The Gay Glass Ceiling
I’m fortunate enough to be working for an employer that takes diversity in the workplace serious. I have never, Never, felt more comfortable as a gay man in the workplace as I have at Space Telescope. The work environment I’ve experienced has been pleasant, professional, and genuinely good-natured. But I have worked in a hostile environment too, so I know how it is. I’ve been told to my face that there was "no place for homosexuals in our company". And I’ve been let go in situations that I was certain were about my sexual orientation and nothing else, even when other excuses were being made. I’ve been harassed, I’ve been threatened. I’ve seen the atmosphere turn on a dime, the instant my sexual orientation became known.
365Gay.Com has a good post up today, about the Gay Glass Ceiling. There’s an interesting little tidbit in it…
In one ingenious study at Rice University, undergraduates were fitted with one of two hats: one of them said “Texan and proud”; the other, “Gay and proud.” The students didn’t know which hat they were wearing, but they were instructed to apply for retail jobs.
The researchers found something interesting: the gay hat-wearing students were just as likely to be hired as the Texan-hat wearing students. There was no hiring discrimination (and in fact, the students were in a municipality that protects against gay employment discrimination). But the interviewers were more hostile toward the gay hat-wearing students and more likely to end the interview early.
Most students were able to tell which hat they were wearing from the treatment they received.
I’ll bet they were. The difference between being gay, and being black or Hispanic, is that you can’t usually tell someone’s gay just by looking at them. Unless something in their job application or resume alerts them to it, a prospective employer isn’t likely to know that the person they’re interviewing for a job is gay. So white gay folks don’t generally experience job discrimination upfront. But unless the gay person is deeply, and I mean Deeply closeted, sooner or later their co-workers figure it out and then things change.
The glass ceiling is what you experience if you’re lucky. Otherwise you are simply ushered out the door. Sometimes they tell you to your face it’s because you’re gay. Sometimes they make some other excuse. When the religious right points to studies that they claim prove that gay people earn far more money then heterosexuals, what they’re really pointing to are studies that prove that rich people aren’t as afraid of being open about their sexual orientation on a job survey form as someone barely making ends meet has to be.
October 16th, 2007 at 3:47 pm
British & European employment law is such that (with a very few exceptions) it is illegal to fire someone, pass them over for promotion, or not hire them on grounds of gender, sexuality, race, faith or disability. Age will soon be added to that list. Likewise discrimination against/victimisation of employees by other staff for any of those reasons is also illegal. Culturally most European countries are far more accepting of gays than the USA – particularly western Europe (the UK, Scandinavia, Benelux, Germany, France, Spain). There is little to no stigma for gays against being out, at least for my generation and the generation above, so you’d think that, if gays on lower wages in the US have to keep their sexuality under wraps because American culture is so backward on this point, that gays in the EU would be on comparable wages to straights, which isn’t the case. Gays do generally earn more here as well.

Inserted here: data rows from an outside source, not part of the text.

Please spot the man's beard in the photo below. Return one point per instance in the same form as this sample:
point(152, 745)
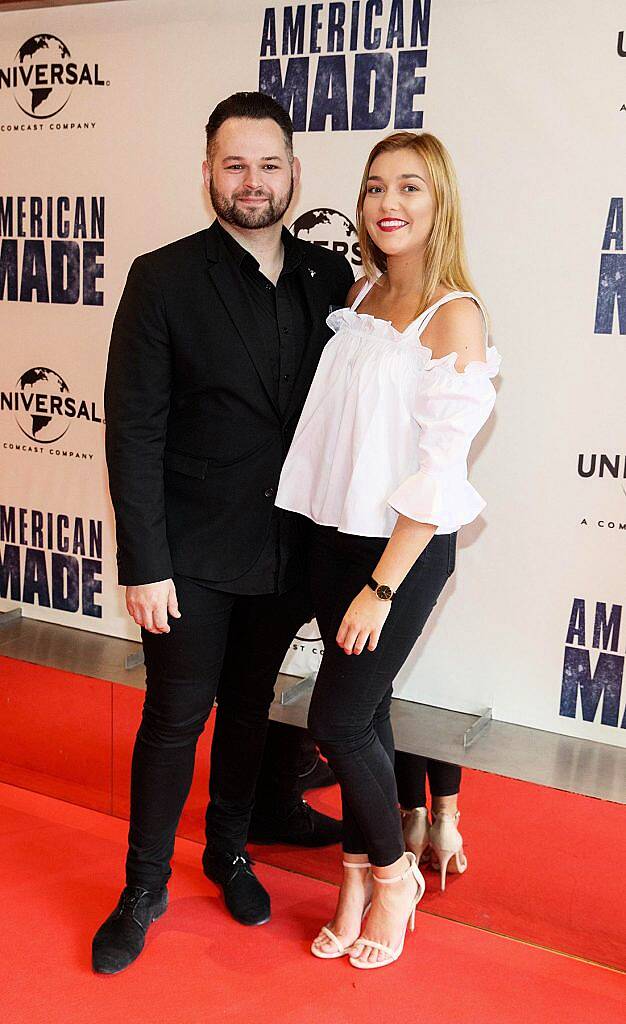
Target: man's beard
point(272, 211)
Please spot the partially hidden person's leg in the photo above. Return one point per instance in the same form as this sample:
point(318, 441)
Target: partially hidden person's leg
point(445, 784)
point(344, 704)
point(291, 764)
point(446, 841)
point(411, 781)
point(182, 669)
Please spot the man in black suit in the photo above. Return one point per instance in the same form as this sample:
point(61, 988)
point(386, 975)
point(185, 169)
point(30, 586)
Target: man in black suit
point(213, 349)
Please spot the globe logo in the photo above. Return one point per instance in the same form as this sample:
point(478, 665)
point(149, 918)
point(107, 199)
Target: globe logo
point(331, 228)
point(41, 80)
point(40, 401)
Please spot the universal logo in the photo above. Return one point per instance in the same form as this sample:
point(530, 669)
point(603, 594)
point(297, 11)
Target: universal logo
point(601, 465)
point(43, 76)
point(43, 408)
point(330, 228)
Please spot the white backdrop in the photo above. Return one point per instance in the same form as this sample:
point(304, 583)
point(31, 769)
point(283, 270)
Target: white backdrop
point(530, 98)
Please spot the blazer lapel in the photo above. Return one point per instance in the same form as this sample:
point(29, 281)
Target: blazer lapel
point(240, 310)
point(317, 300)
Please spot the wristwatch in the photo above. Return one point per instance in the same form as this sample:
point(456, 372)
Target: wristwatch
point(382, 592)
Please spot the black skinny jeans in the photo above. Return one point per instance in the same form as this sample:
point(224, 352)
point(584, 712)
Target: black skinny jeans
point(349, 715)
point(222, 640)
point(411, 771)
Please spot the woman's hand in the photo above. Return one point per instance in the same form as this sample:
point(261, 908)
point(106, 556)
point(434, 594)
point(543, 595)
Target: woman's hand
point(365, 619)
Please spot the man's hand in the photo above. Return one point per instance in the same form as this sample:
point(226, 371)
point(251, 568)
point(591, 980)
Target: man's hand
point(150, 603)
point(363, 623)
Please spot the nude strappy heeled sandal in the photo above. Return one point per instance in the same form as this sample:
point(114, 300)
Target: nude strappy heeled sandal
point(341, 950)
point(446, 843)
point(392, 954)
point(416, 832)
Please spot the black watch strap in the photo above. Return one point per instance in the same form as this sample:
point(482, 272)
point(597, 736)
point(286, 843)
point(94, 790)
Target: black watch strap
point(383, 592)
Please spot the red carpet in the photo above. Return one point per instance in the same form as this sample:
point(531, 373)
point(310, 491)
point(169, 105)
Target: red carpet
point(544, 866)
point(61, 875)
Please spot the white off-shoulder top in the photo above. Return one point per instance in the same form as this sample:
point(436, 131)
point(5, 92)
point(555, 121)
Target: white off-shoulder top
point(386, 428)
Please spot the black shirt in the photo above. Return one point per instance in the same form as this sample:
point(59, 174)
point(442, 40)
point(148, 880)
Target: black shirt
point(282, 322)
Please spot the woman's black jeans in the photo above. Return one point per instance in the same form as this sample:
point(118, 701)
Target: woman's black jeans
point(411, 771)
point(349, 714)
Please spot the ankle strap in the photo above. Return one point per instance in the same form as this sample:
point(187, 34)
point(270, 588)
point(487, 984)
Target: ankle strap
point(403, 876)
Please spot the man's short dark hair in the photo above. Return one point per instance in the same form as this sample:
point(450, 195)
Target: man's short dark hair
point(256, 105)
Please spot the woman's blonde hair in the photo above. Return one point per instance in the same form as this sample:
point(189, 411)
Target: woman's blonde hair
point(445, 261)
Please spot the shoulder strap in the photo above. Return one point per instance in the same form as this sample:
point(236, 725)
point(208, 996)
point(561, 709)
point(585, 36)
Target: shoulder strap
point(362, 294)
point(430, 311)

My guess is that this is a result of the drive to compete that Reagan and Thatcher promoted so heavily in the 1980s. It’s comparative – “I have a bigger house, a nicer car, a prettier wife, more kids”, and so on. But gays have only just recently come into a position where they can have many of those things – where it’s possible for them to have 2.4 picket fences and a 4×4 Labrador Retriever – and a lot of gays still reject those status symbols as being “too straight”. Alongside kids, guys tend to find the most pride in their work – so if you’ve not got any kids (and aren’t likely to have any) then your career is going to be far more important, and you’re going to have a lot more time & energy to devote to it.
Say you’re interviewing two guys for a promotion, and you know the position will involve longer hours and more stress than they’re currently dealing with. They’re about the same age, have much the same work experience & qualifications, both have partners, but one has kids and lives in the suburbs, well over an hour away, while the other probably won’t ever have kids and lives in an apartment half an hour from the office. Which will have been able to devote the most time & energy to being prepared for the interview? And which will be able to commit more to the job?